Tyson laughed out loud and dabbed his mouth with the napkin. “Thanks, I think.”
“So you divorced the woman you married and then decided to play the field and never get married again?” Jackie asked.
“Not as bad as all that. Before Yvonne and I divorced, we had an unspoken… understanding.”
Jackie lifted her eyebrows in a silent request for him to expound.
“We were married but seeing other people,” he explained.
“Oh.”
“Unconventional, but like I said, we recognized we didn’t belong together. When she and Patrick decided to get married, it forced me to move out and work in earnest on my business ideas. I never had much money, and man, did I want to succeed. But I wanted to have a good time, too, because she and I had married so young.
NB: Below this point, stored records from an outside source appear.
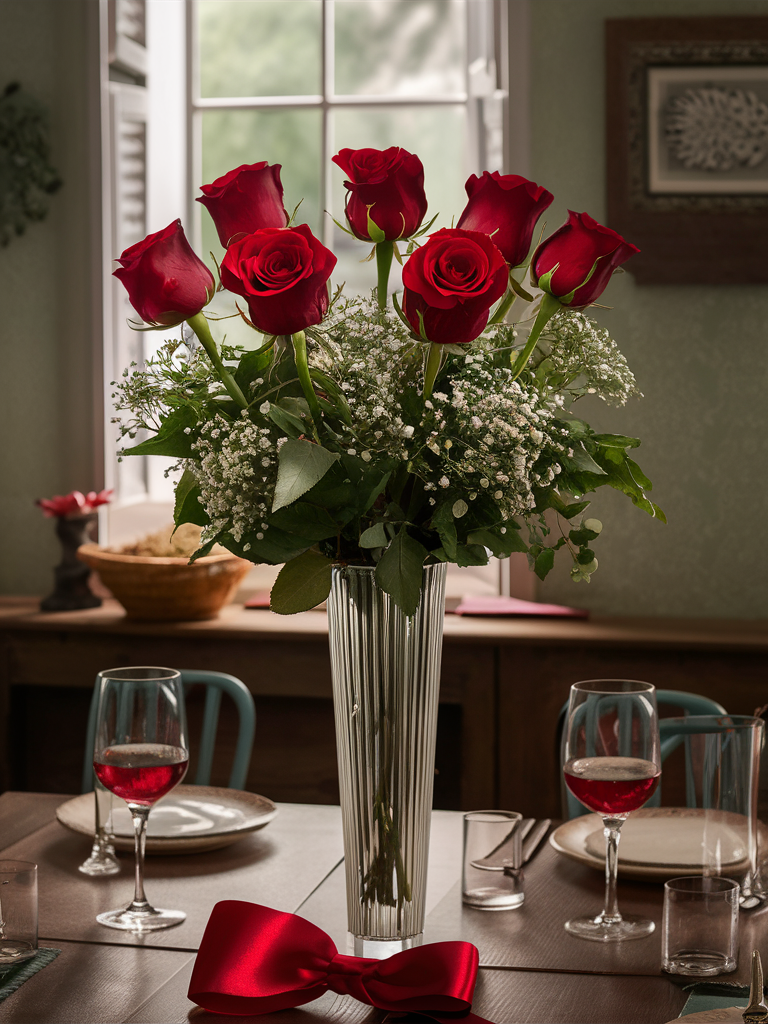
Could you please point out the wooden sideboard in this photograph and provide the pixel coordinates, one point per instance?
(504, 681)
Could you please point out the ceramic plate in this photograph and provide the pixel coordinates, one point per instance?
(189, 819)
(656, 842)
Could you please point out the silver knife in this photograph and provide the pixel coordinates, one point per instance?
(534, 839)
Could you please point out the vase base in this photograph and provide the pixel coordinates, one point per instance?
(381, 948)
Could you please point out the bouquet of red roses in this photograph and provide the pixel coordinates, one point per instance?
(384, 430)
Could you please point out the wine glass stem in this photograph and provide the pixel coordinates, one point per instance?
(139, 815)
(612, 834)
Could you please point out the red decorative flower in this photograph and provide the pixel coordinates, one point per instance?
(453, 282)
(74, 504)
(581, 256)
(245, 200)
(388, 184)
(166, 282)
(506, 207)
(283, 274)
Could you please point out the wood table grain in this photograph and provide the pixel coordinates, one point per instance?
(531, 970)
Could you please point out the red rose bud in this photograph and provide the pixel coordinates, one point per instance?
(245, 201)
(506, 207)
(283, 274)
(453, 282)
(165, 281)
(74, 504)
(574, 264)
(388, 184)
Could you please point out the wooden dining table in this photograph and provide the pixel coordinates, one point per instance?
(530, 970)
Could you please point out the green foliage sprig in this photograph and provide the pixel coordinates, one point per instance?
(27, 176)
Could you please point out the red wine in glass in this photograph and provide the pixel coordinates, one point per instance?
(611, 785)
(611, 763)
(141, 773)
(140, 753)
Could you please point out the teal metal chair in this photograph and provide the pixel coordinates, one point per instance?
(216, 683)
(692, 704)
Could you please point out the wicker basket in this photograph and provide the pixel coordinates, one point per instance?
(167, 589)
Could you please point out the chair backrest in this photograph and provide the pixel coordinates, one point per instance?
(215, 683)
(692, 704)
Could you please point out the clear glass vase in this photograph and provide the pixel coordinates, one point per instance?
(386, 677)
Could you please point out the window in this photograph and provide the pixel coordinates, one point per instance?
(238, 81)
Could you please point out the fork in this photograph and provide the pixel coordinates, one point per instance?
(757, 1010)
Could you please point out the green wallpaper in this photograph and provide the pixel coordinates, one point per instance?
(699, 353)
(46, 374)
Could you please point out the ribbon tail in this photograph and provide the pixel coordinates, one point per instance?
(469, 1018)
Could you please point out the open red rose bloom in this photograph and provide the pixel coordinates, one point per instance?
(451, 284)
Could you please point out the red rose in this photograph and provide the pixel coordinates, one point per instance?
(283, 272)
(245, 200)
(506, 207)
(389, 185)
(165, 281)
(453, 282)
(74, 504)
(581, 256)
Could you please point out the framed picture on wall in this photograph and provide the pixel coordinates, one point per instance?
(687, 146)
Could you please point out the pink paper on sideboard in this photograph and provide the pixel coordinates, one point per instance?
(494, 605)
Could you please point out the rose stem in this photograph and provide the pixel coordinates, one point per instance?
(434, 358)
(302, 369)
(504, 306)
(550, 305)
(383, 263)
(200, 326)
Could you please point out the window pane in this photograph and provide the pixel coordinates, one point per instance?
(288, 137)
(436, 135)
(399, 47)
(259, 47)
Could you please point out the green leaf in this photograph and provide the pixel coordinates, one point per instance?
(544, 562)
(375, 537)
(287, 420)
(274, 547)
(583, 461)
(639, 475)
(310, 522)
(442, 521)
(399, 571)
(502, 545)
(582, 536)
(186, 507)
(171, 439)
(253, 365)
(301, 465)
(615, 440)
(301, 584)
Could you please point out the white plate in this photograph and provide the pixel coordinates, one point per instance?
(190, 818)
(656, 842)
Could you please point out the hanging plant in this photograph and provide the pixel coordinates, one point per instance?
(26, 173)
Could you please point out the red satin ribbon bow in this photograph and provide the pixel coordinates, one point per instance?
(255, 961)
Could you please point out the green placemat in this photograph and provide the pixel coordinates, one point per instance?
(714, 995)
(14, 977)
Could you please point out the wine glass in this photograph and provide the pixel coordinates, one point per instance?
(612, 764)
(140, 754)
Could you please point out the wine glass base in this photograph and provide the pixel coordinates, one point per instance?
(598, 930)
(140, 921)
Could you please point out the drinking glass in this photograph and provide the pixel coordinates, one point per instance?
(612, 764)
(140, 754)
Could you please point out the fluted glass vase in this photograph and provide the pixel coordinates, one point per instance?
(386, 677)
We had both just graduated high school when she got pregnant and we got married, thinking it was the right thing to do. Eventually, I felt like I’d missed out and decided that I’d experience everything I hadn’t experienced.”
Jackie cut into the tender rib eye. “I’m going to assume that means women?”
Tyson laughed and shrugged. “Of course. But not only women. I partied hard, drank a lot, and, in general, acted like a fool.”
Because she was learning more about him in one night than she had during their week in Atlanta, Jackie couldn’t stop asking questions. “What finally got you straightened out?”
“A pregnancy scare.”
Her mouth fell open. “One of your girlfriends?”
“More like a hookup. We scratched each other’s itch from time to time. I wish I could tell you the scare happened when I was younger, but it happened when I was old enough to know better, a couple of years after you and I met. I was forty-nine years old. When she told me she was pregnant, I was devastated. My girls were grown and Kendrick was already in his late teens, I was making good money at the financial services firm where I worked—not great—but okay, so the last thing on my mind was having a child. That stage in my life was over.” He shook his head.
An uncomfortable heaviness weighed in Jackie’s chest. Staring down into her glass of wine, she thought about how she still wanted to be a parent. And here he was, talking about not wanting to go back down that path.
Across the table, he watched her with a frown creasing his brow. “I know what you’re thinking. He ain’t shit. Believe me, I know that. At least, I wasn’t. I’m a different man now.”
“I wasn’t thinking that,” Jackie said.
“Then I misunderstood the look on your face.”
“You did. What happened with the baby?” she asked, curious despite herself.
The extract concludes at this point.